Moreover, if one of the parameterizations from the third section of emimparams.dat has been selected, the value of the other estimated parameters may be different. For example, if the Sinsheimer et al. (2003) MFG interaction parameterisation is chosen, the R1 and R2 parameters as output by EMIM will actually correspond to what were called $\inline \rho_1 \small$ and $\inline \rho_2 \small$ in Table I (Example 9) of Ainsworth et al. (2011), and $\inline S_1 \small$ and $\inline S_2 \small$ will actually correspond to what were called $\inline \eta_1 \small$ and $\inline \eta_2 \small$ in Table I (Example 9) of Ainsworth et al. (2011). Perusal of Table I (Example 9) of Ainsworth et al. (2011) shows that $\inline \rho_1 \small$ ($\inline \rho_2 \small$) is the factor by which an individual's disease risk is multiplied if they possess one (two) risk alleles at a given locus, and $\inline \eta_1 \small$ ($\inline \eta_2 \small$) is the factor by which an individual's disease risk is multiplied if their mother possesses one risk allele at that locus, when using the Sinsheimer parameterisation. That is why these parameters are still denoted $\inline R_1 \small$, $\inline R_2 \small$, $\inline S_1 \small$ and $\inline S_2 \small$ in the EMIM output - because they have the same meaning that we are attributing to $\inline R_1 \small$, $\inline R_2 \small$, $\inline S_1 \small$ and $\inline S_2 \small$ when using the default interaction parameterisation (i.e. when interaction is modelled in terms of parameters $\inline \gamma_{11} \small$ and $\inline \gamma_{22} \small$, instead of $\inline \gamma_{01} \small$ and $\inline \gamma_{21} \small$). However, the values of $\inline R_1 \small$, $\inline R_2 \small$, $\inline S_1 \small$ and $\inline S_2 \small$ will not necessarily be the same within these two paramaterisations. See Ainsworth et al. (2011) more discussion of this issue.

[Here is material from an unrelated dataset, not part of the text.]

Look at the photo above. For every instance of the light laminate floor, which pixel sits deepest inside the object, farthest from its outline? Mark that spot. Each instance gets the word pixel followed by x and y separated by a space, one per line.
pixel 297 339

So, in summary, if using the Sinsheimer et al. (2003) MFG interaction parameterisation, the parameters $\inline R_1 \small$ / $\inline R_2 \small$ / $\inline S_1 \small$ / $\inline S_2 \small$ / $\inline \gamma_{01} \small$ / $\inline \gamma_{21} \small$ estimated by EMIM are actually equivalent to the parameters that were called $\inline \rho_1 \small$ / $\inline \rho_2 \small$ / $\inline \eta_1 \small$ / $\inline \eta_2 \small$ / $\inline \mu_0 \small$ / $\inline \mu_2 \small$ by Sinsheimer et al. (2003).